I am a new Routan owner looking to get new, brighter headlights. Any suggestions?


----------



## Mr.VeDub (Apr 3, 2015)

eBay has OEM HID projectors


----------



## CDJackson (Feb 28, 2013)

It's cheaper and easier just to replace the stock bulbs with whiter/brighter aftermarket bulbs like Sylvania Silverstars or the Philips equivalent. I just swapped out our stock headlight bulbs with Silverstars and there is a noticeable (if not dramatic) improvement over the stock halogens.


----------



## jettafock (Mar 11, 2004)

Can you use any Caravan or T&C OEM HIDs in the Routan? And are they all plug n play?


----------



## DynomiteTT (Jan 10, 2007)

jettafock said:


> Can you use any Caravan or T&C OEM HIDs in the Routan? And are they all plug n play?


I'd like to know this too, considering getting an R/T and only the high end T&C came with HIDs.


----------



## jettafock (Mar 11, 2004)

Also dos anyone now the part numbers for the T&C or caravan HIDs?


----------



## nater (Apr 10, 2000)

jettafock said:


> Can you use any Caravan or T&C OEM HIDs in the Routan? And are they all plug n play?





DynomiteTT said:


> I'd like to know this too, considering getting an R/T and only the high end T&C came with HIDs.

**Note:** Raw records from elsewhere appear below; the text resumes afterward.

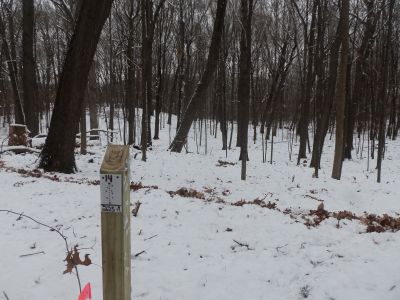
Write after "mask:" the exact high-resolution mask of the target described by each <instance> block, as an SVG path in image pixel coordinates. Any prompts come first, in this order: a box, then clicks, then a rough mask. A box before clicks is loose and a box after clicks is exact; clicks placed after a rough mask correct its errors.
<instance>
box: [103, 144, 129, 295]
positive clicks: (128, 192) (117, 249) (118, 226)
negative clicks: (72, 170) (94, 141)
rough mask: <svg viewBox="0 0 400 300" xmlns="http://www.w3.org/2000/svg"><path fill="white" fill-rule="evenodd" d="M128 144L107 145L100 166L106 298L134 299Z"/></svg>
mask: <svg viewBox="0 0 400 300" xmlns="http://www.w3.org/2000/svg"><path fill="white" fill-rule="evenodd" d="M129 175H130V171H129V146H123V145H108V146H107V150H106V153H105V155H104V159H103V163H102V164H101V168H100V207H101V248H102V263H103V264H102V270H103V300H130V299H131V222H130V178H129Z"/></svg>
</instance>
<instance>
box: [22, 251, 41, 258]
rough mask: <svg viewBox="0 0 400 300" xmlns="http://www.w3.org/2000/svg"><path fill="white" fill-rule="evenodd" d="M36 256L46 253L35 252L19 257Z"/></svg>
mask: <svg viewBox="0 0 400 300" xmlns="http://www.w3.org/2000/svg"><path fill="white" fill-rule="evenodd" d="M36 254H45V253H44V251H39V252H35V253H28V254H22V255H20V256H19V257H26V256H32V255H36Z"/></svg>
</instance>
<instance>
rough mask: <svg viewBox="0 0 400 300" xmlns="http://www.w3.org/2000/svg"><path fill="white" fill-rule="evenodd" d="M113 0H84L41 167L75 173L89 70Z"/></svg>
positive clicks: (67, 58) (71, 46) (39, 165)
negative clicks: (75, 149)
mask: <svg viewBox="0 0 400 300" xmlns="http://www.w3.org/2000/svg"><path fill="white" fill-rule="evenodd" d="M112 2H113V1H112V0H86V1H83V3H82V6H81V10H80V13H79V18H78V21H77V24H76V27H75V31H74V34H73V36H72V38H71V41H70V44H69V48H68V52H67V55H66V58H65V62H64V67H63V70H62V72H61V76H60V81H59V85H58V89H57V95H56V100H55V105H54V110H53V115H52V118H51V123H50V130H49V133H48V136H47V139H46V143H45V145H44V148H43V151H42V153H41V160H40V164H39V166H40V167H41V168H44V169H45V171H58V172H63V173H73V172H74V171H75V170H76V165H75V157H74V148H75V133H76V127H77V124H78V123H79V119H80V116H81V109H82V104H83V99H84V94H85V89H86V85H87V81H88V75H89V70H90V67H91V64H92V60H93V56H94V53H95V51H96V47H97V43H98V40H99V37H100V33H101V30H102V28H103V26H104V23H105V21H106V19H107V17H108V15H109V14H110V11H111V5H112Z"/></svg>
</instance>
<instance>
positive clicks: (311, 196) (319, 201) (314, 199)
mask: <svg viewBox="0 0 400 300" xmlns="http://www.w3.org/2000/svg"><path fill="white" fill-rule="evenodd" d="M304 197H308V198H311V199H313V200H317V201H319V202H324V200H322V199H319V198H317V197H314V196H311V195H304Z"/></svg>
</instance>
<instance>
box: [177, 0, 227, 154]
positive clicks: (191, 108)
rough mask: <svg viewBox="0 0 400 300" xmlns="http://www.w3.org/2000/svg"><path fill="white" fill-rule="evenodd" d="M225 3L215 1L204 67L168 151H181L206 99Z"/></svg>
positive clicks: (223, 20)
mask: <svg viewBox="0 0 400 300" xmlns="http://www.w3.org/2000/svg"><path fill="white" fill-rule="evenodd" d="M226 3H227V0H218V1H217V12H216V18H215V22H214V28H213V33H212V37H211V44H210V48H209V54H208V59H207V63H206V67H205V70H204V72H203V75H202V77H201V80H200V81H199V83H198V84H197V87H196V89H195V91H194V93H193V95H192V97H191V99H190V101H189V103H188V105H187V107H186V111H185V113H184V115H183V118H182V122H181V124H180V126H179V129H178V132H177V133H176V136H175V138H174V140H173V141H172V143H171V145H170V149H171V151H173V152H181V151H182V148H183V145H184V144H185V143H186V138H187V135H188V133H189V130H190V127H191V126H192V122H193V120H194V118H195V116H196V113H197V112H198V111H199V109H200V108H201V106H202V104H203V101H204V99H205V97H206V92H207V89H208V87H209V85H210V83H211V82H212V79H213V77H214V76H213V75H214V73H215V70H216V68H217V65H218V55H219V48H220V45H221V36H222V31H223V28H224V19H225V8H226Z"/></svg>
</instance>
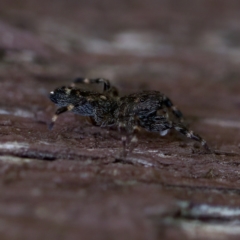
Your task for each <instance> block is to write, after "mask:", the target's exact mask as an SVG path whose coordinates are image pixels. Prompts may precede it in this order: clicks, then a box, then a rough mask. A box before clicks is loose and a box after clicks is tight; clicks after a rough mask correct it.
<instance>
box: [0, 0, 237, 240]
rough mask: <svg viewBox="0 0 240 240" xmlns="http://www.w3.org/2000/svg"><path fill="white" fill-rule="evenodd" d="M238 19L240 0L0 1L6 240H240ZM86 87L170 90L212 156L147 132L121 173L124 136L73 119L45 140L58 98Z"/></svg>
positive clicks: (98, 89)
mask: <svg viewBox="0 0 240 240" xmlns="http://www.w3.org/2000/svg"><path fill="white" fill-rule="evenodd" d="M239 13H240V2H239V1H237V0H235V1H233V0H228V1H226V0H205V1H204V0H201V1H200V0H195V1H191V0H181V1H179V0H166V1H164V0H162V1H157V0H148V1H137V0H128V1H123V0H122V1H110V0H105V1H97V0H95V1H94V0H83V1H76V0H68V1H67V0H52V1H47V0H41V1H37V0H31V1H30V0H28V1H27V0H22V1H19V0H18V1H17V0H15V1H14V0H12V1H11V0H1V2H0V86H1V88H0V96H1V98H0V238H1V240H4V239H8V240H9V239H17V240H19V239H24V240H26V239H84V240H85V239H86V240H87V239H94V240H95V239H104V240H106V239H150V240H155V239H239V236H240V231H239V225H240V224H239V220H240V212H239V211H240V206H239V204H240V198H239V193H240V192H239V191H240V185H239V184H240V182H239V174H240V173H239V172H240V169H239V164H240V158H239V154H240V151H239V143H240V134H239V128H240V122H239V112H240V97H239V91H240V82H239V81H240V68H239V64H240V14H239ZM77 76H84V77H94V78H95V77H104V78H108V79H109V80H110V81H111V83H112V84H113V85H115V86H117V87H118V88H119V90H120V93H121V95H124V94H128V93H131V92H137V91H140V90H149V89H151V90H159V91H161V92H163V93H165V94H166V95H167V96H168V97H170V98H171V99H172V100H173V102H174V103H175V104H176V105H177V106H178V107H179V108H180V109H181V110H182V112H183V113H184V115H185V118H186V120H187V122H188V123H189V124H190V126H191V129H193V130H194V131H196V132H197V133H199V134H200V135H201V136H203V137H204V139H206V140H207V142H208V144H209V146H210V147H211V148H212V149H214V150H216V151H217V152H216V154H205V152H204V149H202V148H201V147H200V146H199V145H198V144H196V143H195V142H193V141H191V140H187V139H186V138H184V137H181V136H179V134H177V133H172V134H170V135H169V136H166V137H160V136H159V135H158V134H150V133H146V132H142V133H140V134H139V144H138V146H137V147H136V148H135V150H134V152H133V153H132V154H130V155H129V156H128V158H127V159H126V160H125V161H120V162H118V163H116V161H115V160H116V157H117V156H119V154H120V152H121V149H122V148H121V147H122V145H121V137H120V136H119V134H118V132H117V131H115V130H111V129H110V130H109V129H101V128H98V127H94V126H92V125H89V124H88V123H87V122H86V121H85V119H83V118H81V117H78V116H74V115H73V114H71V113H66V114H63V115H61V116H60V117H59V119H58V120H57V122H56V125H55V128H54V130H53V131H49V130H48V129H47V123H49V121H50V119H51V116H52V115H53V113H54V111H55V109H56V108H55V106H54V104H53V103H51V102H50V100H49V99H48V94H49V92H50V91H52V90H53V89H55V88H56V87H58V86H61V85H67V84H70V82H71V80H72V79H74V78H75V77H77ZM95 88H96V89H98V90H101V86H96V87H95Z"/></svg>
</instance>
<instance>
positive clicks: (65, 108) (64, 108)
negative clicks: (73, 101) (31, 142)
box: [48, 104, 74, 130]
mask: <svg viewBox="0 0 240 240" xmlns="http://www.w3.org/2000/svg"><path fill="white" fill-rule="evenodd" d="M73 108H74V105H72V104H70V105H68V106H65V107H61V108H58V109H57V111H56V112H55V114H54V115H53V117H52V121H51V123H50V124H49V126H48V128H49V129H50V130H51V129H52V128H53V126H54V123H55V122H56V120H57V118H58V116H59V115H60V114H62V113H64V112H67V111H71V110H72V109H73Z"/></svg>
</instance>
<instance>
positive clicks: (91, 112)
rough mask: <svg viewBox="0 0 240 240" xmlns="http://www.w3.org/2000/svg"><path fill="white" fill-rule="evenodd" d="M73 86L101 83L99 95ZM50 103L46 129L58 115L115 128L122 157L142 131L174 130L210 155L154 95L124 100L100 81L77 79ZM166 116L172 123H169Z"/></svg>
mask: <svg viewBox="0 0 240 240" xmlns="http://www.w3.org/2000/svg"><path fill="white" fill-rule="evenodd" d="M76 83H83V84H91V83H103V86H104V90H103V93H99V92H93V91H86V90H82V89H79V88H76V87H75V84H76ZM50 99H51V101H52V102H54V103H55V104H56V105H57V106H58V107H59V108H58V109H57V111H56V113H55V115H54V116H53V118H52V121H51V124H50V126H49V128H50V129H52V127H53V125H54V123H55V121H56V120H57V117H58V115H60V114H61V113H64V112H66V111H72V112H73V113H76V114H79V115H81V116H88V117H89V118H90V120H91V122H92V123H93V124H95V125H96V126H100V127H110V126H117V127H118V130H119V131H120V132H121V134H122V143H123V155H124V156H125V155H126V144H127V142H130V143H132V144H131V145H130V150H129V151H131V150H133V143H136V142H137V141H138V139H137V137H136V133H137V132H138V131H139V130H140V128H143V129H145V130H147V131H149V132H158V133H160V135H162V136H163V135H166V134H167V133H168V131H169V130H170V129H175V130H176V131H178V132H180V133H181V134H183V135H185V136H186V137H188V138H191V139H193V140H196V141H198V142H200V143H201V145H202V146H203V147H204V148H205V149H206V150H207V151H208V152H210V149H209V147H208V145H207V143H206V141H205V140H204V139H202V138H201V137H200V136H199V135H198V134H196V133H194V132H193V131H190V130H188V128H187V127H186V126H185V125H184V124H183V123H182V119H183V116H182V113H181V112H180V111H179V110H178V109H177V108H176V107H175V106H174V105H173V103H172V102H171V100H170V99H169V98H168V97H167V96H165V95H164V94H162V93H160V92H158V91H143V92H139V93H134V94H130V95H127V96H124V97H119V96H118V91H117V89H116V88H115V87H111V85H110V83H109V81H108V80H106V79H103V78H97V79H88V78H77V79H75V80H74V81H73V84H72V85H71V86H69V87H60V88H57V89H56V90H54V91H52V92H51V93H50ZM169 114H172V115H173V118H174V120H173V121H172V120H170V119H169V116H168V115H169Z"/></svg>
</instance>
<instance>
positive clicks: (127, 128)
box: [118, 116, 140, 157]
mask: <svg viewBox="0 0 240 240" xmlns="http://www.w3.org/2000/svg"><path fill="white" fill-rule="evenodd" d="M118 129H119V131H120V132H121V134H122V138H121V139H122V145H123V157H126V156H127V150H126V147H127V144H129V150H128V153H131V152H132V151H133V149H134V148H135V147H136V145H137V142H138V138H137V133H138V132H139V131H140V126H139V123H138V119H137V117H136V116H134V117H131V118H130V119H129V120H128V121H125V122H120V123H119V127H118Z"/></svg>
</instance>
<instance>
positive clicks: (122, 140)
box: [118, 122, 127, 157]
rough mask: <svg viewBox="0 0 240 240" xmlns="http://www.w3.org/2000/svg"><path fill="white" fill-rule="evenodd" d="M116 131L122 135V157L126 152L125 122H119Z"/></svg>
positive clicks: (126, 135) (125, 156)
mask: <svg viewBox="0 0 240 240" xmlns="http://www.w3.org/2000/svg"><path fill="white" fill-rule="evenodd" d="M118 131H119V132H120V133H121V135H122V137H121V140H122V146H123V151H122V155H123V157H126V156H127V152H126V145H127V134H126V124H124V122H120V123H119V125H118Z"/></svg>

No. Chrysler lamps are designed completely different. 
As you know, Routan was available with oem hiss:








Chrysler T&C Hids:


----------



## JETwagen (Mar 1, 2002)

Do the HID's need something set in the computer by the dealer?


----------



## nater (Apr 10, 2000)

I don't believe so


----------



## routan2010se (Jun 17, 2013)

Does no one read stickys anymore 

http://forums.vwvortex.com/showthread.php?6088912-DIY-Routan-Halogen-to-HID-OEM-Mod


----------